Il workshop con Steve Lambert
Questa puntata dei Diari da uno spettacolo è dedicata al regista Steve Lambert del Badac Theatre di Londra, che è venuto all’ITC Teatro di San Lazzaro per tenere dei laboratori all’interno del progetto interculturale Acting Diversity. Nella prima parte di questo post troverete un’intervista a Steve, che ci parla del suo lavoro teatrale e dei workshop tenuti insieme alla Compagnia dei Rifugiati e al gruppo di giovani attori Crossing Paths. Nella seconda parte Antonella Selva degli Expris Comics ha realizzato delle tavole disegnate durante l’incontro tra il regista inglese e i ragazzi della Compagnia.

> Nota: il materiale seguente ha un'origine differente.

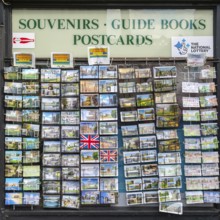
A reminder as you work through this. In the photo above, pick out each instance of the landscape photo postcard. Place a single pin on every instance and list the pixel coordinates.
(164, 85)
(13, 143)
(108, 86)
(69, 89)
(164, 71)
(150, 183)
(50, 104)
(150, 197)
(70, 75)
(170, 182)
(108, 72)
(131, 143)
(30, 74)
(89, 72)
(89, 86)
(50, 89)
(133, 184)
(50, 75)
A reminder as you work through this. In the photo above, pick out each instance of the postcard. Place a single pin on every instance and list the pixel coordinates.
(108, 86)
(150, 183)
(144, 87)
(192, 170)
(31, 171)
(69, 131)
(30, 88)
(108, 72)
(51, 173)
(149, 170)
(147, 128)
(129, 130)
(126, 72)
(209, 114)
(135, 198)
(164, 85)
(50, 104)
(31, 157)
(70, 173)
(13, 88)
(164, 71)
(150, 197)
(108, 169)
(72, 202)
(133, 184)
(51, 187)
(70, 103)
(51, 146)
(108, 114)
(89, 156)
(108, 156)
(191, 130)
(31, 101)
(13, 143)
(196, 59)
(13, 184)
(209, 129)
(31, 184)
(108, 100)
(109, 184)
(132, 171)
(70, 187)
(50, 89)
(209, 143)
(90, 197)
(108, 142)
(170, 182)
(127, 87)
(70, 117)
(89, 72)
(51, 201)
(169, 170)
(210, 169)
(50, 75)
(30, 74)
(13, 170)
(169, 97)
(51, 159)
(208, 101)
(90, 100)
(108, 128)
(193, 156)
(89, 183)
(13, 101)
(169, 145)
(89, 128)
(13, 129)
(69, 75)
(147, 142)
(171, 207)
(211, 197)
(89, 170)
(89, 114)
(131, 157)
(166, 134)
(13, 198)
(70, 146)
(142, 72)
(89, 86)
(131, 143)
(192, 143)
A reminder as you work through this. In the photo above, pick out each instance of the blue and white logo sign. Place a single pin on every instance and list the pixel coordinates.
(183, 45)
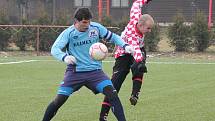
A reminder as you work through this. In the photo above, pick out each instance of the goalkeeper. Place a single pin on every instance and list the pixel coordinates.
(82, 70)
(133, 34)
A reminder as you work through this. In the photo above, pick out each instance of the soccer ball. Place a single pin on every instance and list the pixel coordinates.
(98, 51)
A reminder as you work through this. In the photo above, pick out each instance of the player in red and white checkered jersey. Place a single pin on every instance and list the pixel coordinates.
(133, 34)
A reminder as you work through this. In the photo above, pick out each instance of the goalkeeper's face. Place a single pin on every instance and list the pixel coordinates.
(82, 25)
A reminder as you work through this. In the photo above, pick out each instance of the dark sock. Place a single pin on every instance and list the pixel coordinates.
(50, 112)
(136, 87)
(117, 109)
(104, 111)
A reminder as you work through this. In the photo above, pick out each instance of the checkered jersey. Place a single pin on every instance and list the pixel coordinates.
(131, 35)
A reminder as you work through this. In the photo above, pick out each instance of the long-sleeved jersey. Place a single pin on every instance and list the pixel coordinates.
(131, 35)
(78, 43)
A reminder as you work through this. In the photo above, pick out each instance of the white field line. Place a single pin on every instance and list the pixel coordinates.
(174, 63)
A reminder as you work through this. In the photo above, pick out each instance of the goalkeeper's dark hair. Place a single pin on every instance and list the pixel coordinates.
(82, 14)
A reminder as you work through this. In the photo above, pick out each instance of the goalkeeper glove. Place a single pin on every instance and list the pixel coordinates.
(69, 59)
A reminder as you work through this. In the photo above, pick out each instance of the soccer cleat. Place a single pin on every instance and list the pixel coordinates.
(133, 99)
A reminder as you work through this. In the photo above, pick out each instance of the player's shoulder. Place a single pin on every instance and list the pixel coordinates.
(96, 24)
(70, 29)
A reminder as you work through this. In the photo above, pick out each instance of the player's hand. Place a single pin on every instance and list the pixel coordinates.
(139, 67)
(129, 49)
(69, 59)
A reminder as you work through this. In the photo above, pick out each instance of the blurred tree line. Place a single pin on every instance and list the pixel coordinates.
(182, 37)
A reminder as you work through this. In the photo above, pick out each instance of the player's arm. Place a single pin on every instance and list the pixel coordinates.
(59, 44)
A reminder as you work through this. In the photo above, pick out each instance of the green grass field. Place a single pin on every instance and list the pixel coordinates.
(175, 89)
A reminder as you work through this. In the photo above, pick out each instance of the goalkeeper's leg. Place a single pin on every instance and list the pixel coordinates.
(117, 80)
(120, 71)
(54, 106)
(116, 106)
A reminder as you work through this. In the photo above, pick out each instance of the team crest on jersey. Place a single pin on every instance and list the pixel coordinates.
(93, 33)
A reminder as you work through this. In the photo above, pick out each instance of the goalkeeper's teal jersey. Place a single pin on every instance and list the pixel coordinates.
(78, 43)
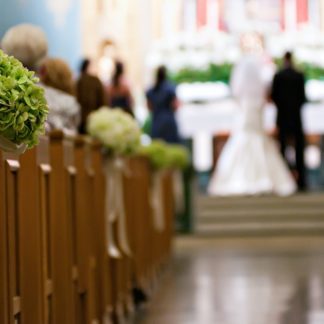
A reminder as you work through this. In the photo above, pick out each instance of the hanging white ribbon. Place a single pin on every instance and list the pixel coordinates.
(178, 191)
(157, 201)
(9, 146)
(115, 208)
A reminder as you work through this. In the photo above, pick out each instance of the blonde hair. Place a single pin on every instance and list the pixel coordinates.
(56, 73)
(26, 42)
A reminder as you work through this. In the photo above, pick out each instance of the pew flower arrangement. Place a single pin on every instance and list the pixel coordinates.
(23, 107)
(163, 155)
(115, 129)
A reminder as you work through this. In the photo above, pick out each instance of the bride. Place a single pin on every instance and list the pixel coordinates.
(250, 162)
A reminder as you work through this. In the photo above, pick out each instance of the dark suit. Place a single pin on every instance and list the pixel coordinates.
(288, 93)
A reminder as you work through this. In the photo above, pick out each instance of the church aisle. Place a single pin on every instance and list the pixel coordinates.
(241, 281)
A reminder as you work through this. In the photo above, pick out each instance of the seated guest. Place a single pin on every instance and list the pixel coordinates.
(162, 101)
(119, 94)
(90, 93)
(27, 43)
(64, 110)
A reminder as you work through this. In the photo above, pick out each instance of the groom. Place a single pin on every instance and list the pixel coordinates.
(288, 93)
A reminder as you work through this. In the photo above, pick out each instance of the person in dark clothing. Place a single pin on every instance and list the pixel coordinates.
(90, 93)
(288, 94)
(119, 94)
(162, 101)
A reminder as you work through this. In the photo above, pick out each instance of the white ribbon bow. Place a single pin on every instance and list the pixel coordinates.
(115, 208)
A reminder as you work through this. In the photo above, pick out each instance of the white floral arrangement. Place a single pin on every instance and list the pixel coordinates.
(27, 43)
(116, 130)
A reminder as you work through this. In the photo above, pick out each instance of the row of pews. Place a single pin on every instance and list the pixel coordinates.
(66, 254)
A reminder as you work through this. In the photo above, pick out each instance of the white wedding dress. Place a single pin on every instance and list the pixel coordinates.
(250, 163)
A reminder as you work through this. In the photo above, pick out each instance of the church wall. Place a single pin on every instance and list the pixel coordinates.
(60, 19)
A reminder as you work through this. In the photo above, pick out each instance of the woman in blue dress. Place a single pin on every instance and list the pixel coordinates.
(162, 102)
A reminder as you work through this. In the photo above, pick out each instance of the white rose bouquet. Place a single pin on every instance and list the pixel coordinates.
(115, 129)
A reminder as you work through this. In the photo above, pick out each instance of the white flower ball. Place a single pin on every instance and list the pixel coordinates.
(115, 129)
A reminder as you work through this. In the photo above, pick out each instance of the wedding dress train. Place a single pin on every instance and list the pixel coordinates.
(250, 163)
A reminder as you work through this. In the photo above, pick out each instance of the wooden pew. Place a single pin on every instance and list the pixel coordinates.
(55, 264)
(65, 274)
(100, 234)
(32, 210)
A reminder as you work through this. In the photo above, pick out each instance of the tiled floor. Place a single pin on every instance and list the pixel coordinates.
(242, 281)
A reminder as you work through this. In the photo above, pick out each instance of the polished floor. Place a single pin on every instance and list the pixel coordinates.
(241, 281)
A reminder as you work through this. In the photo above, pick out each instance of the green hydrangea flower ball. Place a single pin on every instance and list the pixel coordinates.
(23, 107)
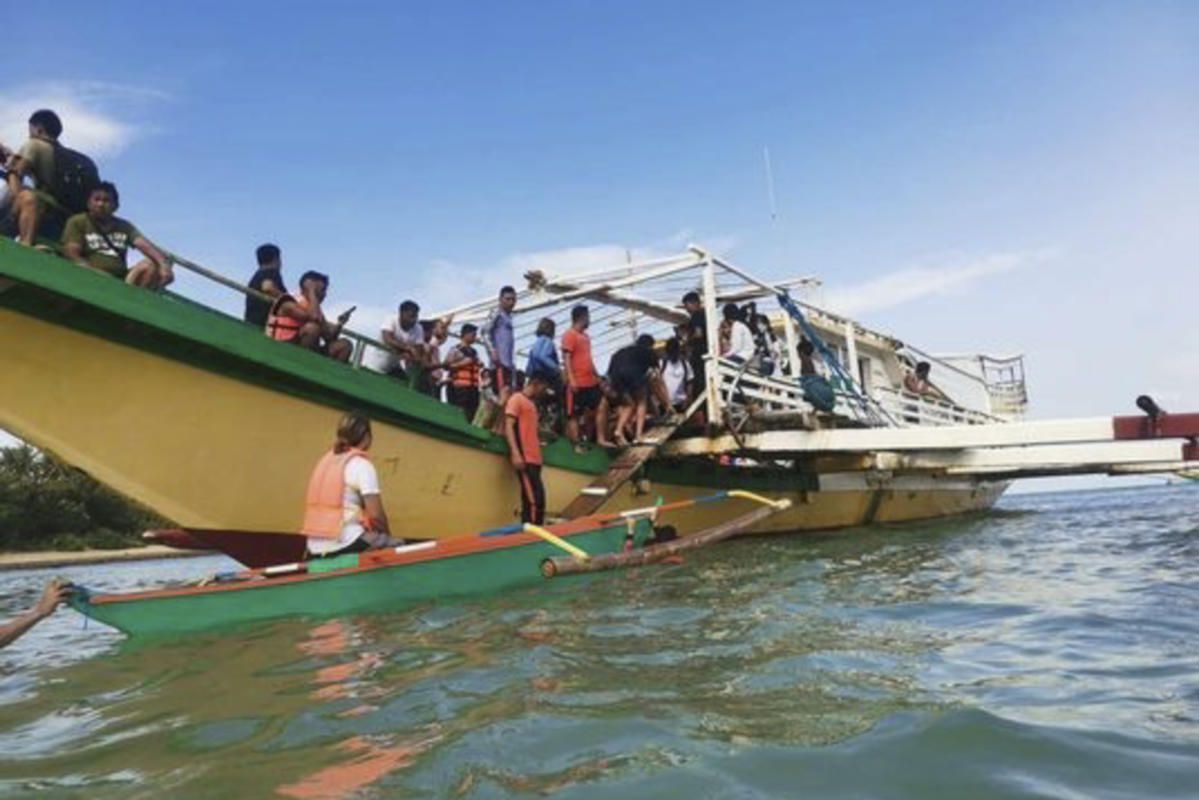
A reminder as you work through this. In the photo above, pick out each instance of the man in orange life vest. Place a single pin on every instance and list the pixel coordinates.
(343, 511)
(299, 318)
(524, 447)
(464, 368)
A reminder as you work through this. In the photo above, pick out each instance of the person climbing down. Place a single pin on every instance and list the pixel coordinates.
(343, 510)
(524, 447)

Passiamo la parola ad Antonella:
Steve propone una struggente poesia di Ghazi, rifugiato che oggi vive in Inghilterra: Lettera dal carcere. Il regista guida gli attori nella ricerca della cifra più vera con la quale interpretare i versi. Anch’io allora raccolgo il suo stimolo e provo sperimentarne un’interpretazione grafica, poiché non conosciamo l’autore, ho preso in prestito il volto di Steve, che ci ha fatto conoscere i suoi versi.
Letter From Prison
My son
Forgive this yearning
And my absence
Sadly, you came when I was away
And stole the joy of your arrival.
If you were to ask about me
Don’t ask the sun
Ask the prison and its cell
For the answer is etched
In lashes that cover my body,
Lines
That can be read by the blind
Mute lines, there is nothing
They can declare
Except to speak of torture.
My son,
when they said you had arrived
I was filled with joy
The wounds on my body smiled
And my shackles cried
In despair
My heart set out for you
On a journey of longing
Filled with yearning
And love
And blame
My soul also took flight
Crawling on the surface of the clouds
Like a starving child
So wracked with hunger
He ate dirt
My son,
Here I am, a present for you
Sweet feelings that speak softly
To your tender age
Let them be as food and drink
That nourish
And bring you joy.
Lettera dal Carcere
Figlio mio
Perdona questo desiderio
E la mia assenza
Purtroppo tu sei arrivato quando io ero via
E rubavo così la gioia per il tuo arrivo.
Se dovessi chiedere di me
Non chiedere al sole
Chiedi al carcere e alla sua cella
Perché la risposta è incisa
Nelle frustate che ricoprono il mio corpo,
Linee
che possono essere lette dal cieco
Linee mute, non c’è niente
Che possano dichiarare
Tranne parlare di tortura.
Figlio mio,
Quando hanno detto che eri arrivato
Ero pieno di gioia
Le ferite sul mio corpo hanno sorriso
E le mie manette hanno gridato
Di disperazione
Il mio cuore è partito verso di te
In un viaggio di desiderio
Pieno di voglia
E amore
E colpa
Anche la mia anima ha preso il volo
Nuotando sulla superficie delle nuvole
Come un bambino affamato
Così distrutto dalla fame
Da mangiare la polvere
Figlio mio,
Eccomi qua, un dono per te
Sentimenti dolci che parlano delicatamente
Alla tua tenera età
Che essi possano essere cibo e bevanda
Che ti nutrono
E ti portano gioia.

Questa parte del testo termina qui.